May be awhile before we return to Venus. Perhaps we need a ground based forum for the time being.
Craig
Interesting indeed.
I wonder if some technique could be used to remove the double image effect?
A cross-eyed version:
Did not mean to give short shrift to Akatsuki mission.
A third transmitter would help, as suggested, but also the same method applied at a different inferior conjunction will have the Doppler equator (the dark band) in a different location, and all the reflection effects correspondingly moved. By comparing images of different dates the ambiguity can be removed.
There is a long history of radar imaging of Venus, going back 50 years. This is by far the best single image - the bistatic method works really well - but there are many others made monostatically at Goldstone and Arecibo. The brief comments about past work in the press release don't do the subject justice. Anyhoo... there is a good basis for comparison to look for fresh lava flows or other changes. Incidentally, some past results were much higher resolution than this, so I would hope that the image we have is significantly downsampled from the real data.
Phil
Phil...
Thanks for the comment. I had no idea ground based radar had gotten this good. When I saw the image it just blew me away.

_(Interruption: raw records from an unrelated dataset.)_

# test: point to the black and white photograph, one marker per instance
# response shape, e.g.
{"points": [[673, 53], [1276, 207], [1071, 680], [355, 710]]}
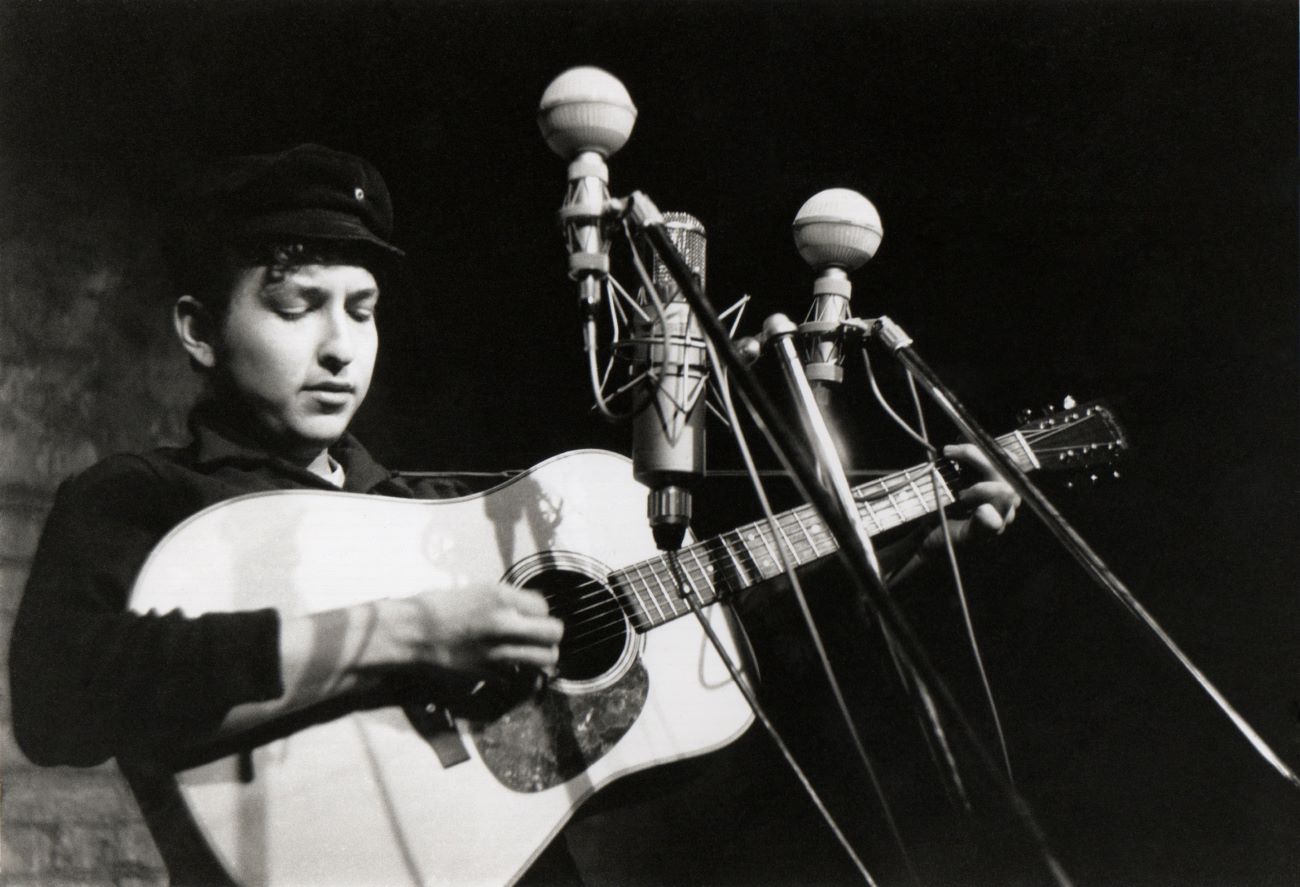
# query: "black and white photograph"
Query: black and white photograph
{"points": [[635, 442]]}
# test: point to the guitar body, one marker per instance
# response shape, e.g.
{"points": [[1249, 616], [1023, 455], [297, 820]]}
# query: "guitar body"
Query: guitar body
{"points": [[367, 797]]}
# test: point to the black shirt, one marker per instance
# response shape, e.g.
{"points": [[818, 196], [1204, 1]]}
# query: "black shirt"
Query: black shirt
{"points": [[92, 680]]}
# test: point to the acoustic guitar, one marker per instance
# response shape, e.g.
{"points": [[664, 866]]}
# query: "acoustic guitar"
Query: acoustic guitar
{"points": [[415, 794]]}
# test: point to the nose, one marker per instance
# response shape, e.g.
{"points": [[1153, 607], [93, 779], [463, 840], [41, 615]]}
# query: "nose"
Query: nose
{"points": [[338, 342]]}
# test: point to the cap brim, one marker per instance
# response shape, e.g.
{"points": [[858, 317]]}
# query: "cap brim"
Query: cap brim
{"points": [[319, 225]]}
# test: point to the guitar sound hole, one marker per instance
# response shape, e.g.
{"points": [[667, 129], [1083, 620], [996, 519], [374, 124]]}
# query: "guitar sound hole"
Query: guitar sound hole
{"points": [[596, 631]]}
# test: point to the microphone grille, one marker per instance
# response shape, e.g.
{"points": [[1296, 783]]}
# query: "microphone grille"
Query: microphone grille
{"points": [[688, 234]]}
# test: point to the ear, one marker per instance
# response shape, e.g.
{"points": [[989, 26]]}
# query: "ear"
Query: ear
{"points": [[196, 330]]}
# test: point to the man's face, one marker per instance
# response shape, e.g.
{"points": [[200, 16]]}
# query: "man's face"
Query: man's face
{"points": [[299, 351]]}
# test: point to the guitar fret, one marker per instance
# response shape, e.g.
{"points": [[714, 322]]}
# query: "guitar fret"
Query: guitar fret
{"points": [[789, 546], [645, 610], [893, 503], [703, 583], [672, 593], [872, 515], [819, 529], [740, 567], [805, 531], [921, 494], [771, 559], [655, 596]]}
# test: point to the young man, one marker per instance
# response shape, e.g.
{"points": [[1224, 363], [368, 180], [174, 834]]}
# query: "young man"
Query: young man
{"points": [[281, 275]]}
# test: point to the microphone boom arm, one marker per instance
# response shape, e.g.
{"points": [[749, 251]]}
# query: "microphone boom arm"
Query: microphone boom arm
{"points": [[646, 219], [900, 345]]}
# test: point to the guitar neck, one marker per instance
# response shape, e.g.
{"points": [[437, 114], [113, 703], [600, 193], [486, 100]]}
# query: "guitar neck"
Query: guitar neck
{"points": [[750, 554]]}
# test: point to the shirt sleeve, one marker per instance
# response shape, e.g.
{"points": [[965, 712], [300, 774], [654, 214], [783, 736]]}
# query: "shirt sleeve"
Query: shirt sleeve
{"points": [[91, 680]]}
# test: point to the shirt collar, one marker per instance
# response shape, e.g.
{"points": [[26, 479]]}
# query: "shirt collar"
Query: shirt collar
{"points": [[221, 436]]}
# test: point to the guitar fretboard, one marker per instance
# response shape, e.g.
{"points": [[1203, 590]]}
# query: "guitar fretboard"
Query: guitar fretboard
{"points": [[746, 556]]}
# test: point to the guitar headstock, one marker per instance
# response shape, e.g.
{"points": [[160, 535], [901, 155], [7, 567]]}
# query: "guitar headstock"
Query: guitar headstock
{"points": [[1075, 436]]}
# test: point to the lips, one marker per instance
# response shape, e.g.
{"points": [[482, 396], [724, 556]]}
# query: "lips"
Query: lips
{"points": [[332, 388]]}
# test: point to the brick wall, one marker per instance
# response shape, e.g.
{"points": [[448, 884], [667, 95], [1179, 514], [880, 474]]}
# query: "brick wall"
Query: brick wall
{"points": [[87, 367]]}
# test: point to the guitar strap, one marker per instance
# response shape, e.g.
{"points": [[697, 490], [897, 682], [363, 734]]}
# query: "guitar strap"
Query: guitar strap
{"points": [[436, 725]]}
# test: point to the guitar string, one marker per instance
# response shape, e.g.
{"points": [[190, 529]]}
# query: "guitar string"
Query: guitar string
{"points": [[607, 604], [788, 522], [605, 600], [893, 484]]}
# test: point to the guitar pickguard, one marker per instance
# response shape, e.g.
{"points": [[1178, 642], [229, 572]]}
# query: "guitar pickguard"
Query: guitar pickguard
{"points": [[553, 736]]}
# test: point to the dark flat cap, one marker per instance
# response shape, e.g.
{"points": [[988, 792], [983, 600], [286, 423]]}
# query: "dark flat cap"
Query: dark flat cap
{"points": [[308, 193]]}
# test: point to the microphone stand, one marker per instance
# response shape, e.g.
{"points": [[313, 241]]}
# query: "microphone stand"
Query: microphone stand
{"points": [[780, 332], [900, 345], [857, 557]]}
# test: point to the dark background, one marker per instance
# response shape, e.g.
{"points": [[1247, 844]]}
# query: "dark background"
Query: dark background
{"points": [[1087, 198]]}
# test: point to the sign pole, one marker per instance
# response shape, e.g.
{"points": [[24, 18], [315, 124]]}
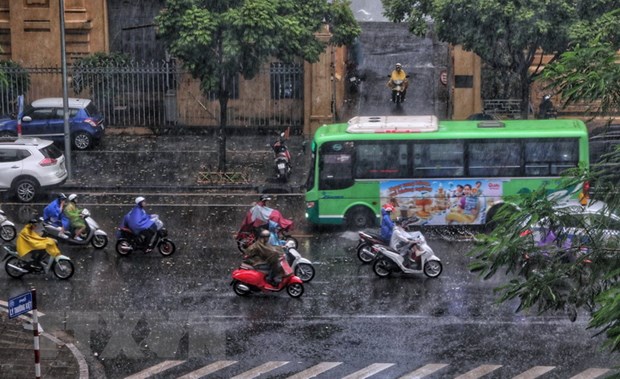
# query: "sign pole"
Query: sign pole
{"points": [[20, 114], [35, 328]]}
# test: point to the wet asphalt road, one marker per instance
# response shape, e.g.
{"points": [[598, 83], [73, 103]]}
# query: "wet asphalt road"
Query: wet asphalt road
{"points": [[131, 313]]}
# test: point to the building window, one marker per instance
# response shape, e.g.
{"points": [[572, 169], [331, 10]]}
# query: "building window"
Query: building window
{"points": [[286, 81]]}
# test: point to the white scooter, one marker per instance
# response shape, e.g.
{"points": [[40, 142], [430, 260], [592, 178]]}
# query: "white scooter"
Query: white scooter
{"points": [[419, 258], [93, 235], [301, 266], [7, 228]]}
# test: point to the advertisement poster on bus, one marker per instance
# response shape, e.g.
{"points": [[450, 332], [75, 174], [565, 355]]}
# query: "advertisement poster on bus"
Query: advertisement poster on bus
{"points": [[442, 201]]}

Bodes well for long term monitoring.
Seeing the Venera images from Ted Stryk's blog http://planetimages.blogspot.ca/2015/03/venus-from-33-years-ago-and-why-we-need.html
just brought back to me how little we know about our sister world. At 62 years old wonder how much more we will know in my lifetime.
Craig
Yeah ngunn
Blessed to have lived through the years from 1962 (Mariner 2) on... what a time. Now there are all those hot super-terrestrial exoplanets discovered
(sorry, really dislike the term SuperEarth. These are nothing like Earth). Venus can teach us so much.
Ok, done preaching, lol.
Craig
Has anyone seen what the resolution was for this Earth-based observation?
I have not seen the resolution for this image, but check out this page:
http://www.naic.edu/~pradar/radarpage.html
for some images from 1999 - 2001 including a small one at 1.2 km/pixel.
Also you can poke around here... some at least are 50 pixels/degree or about 2 km.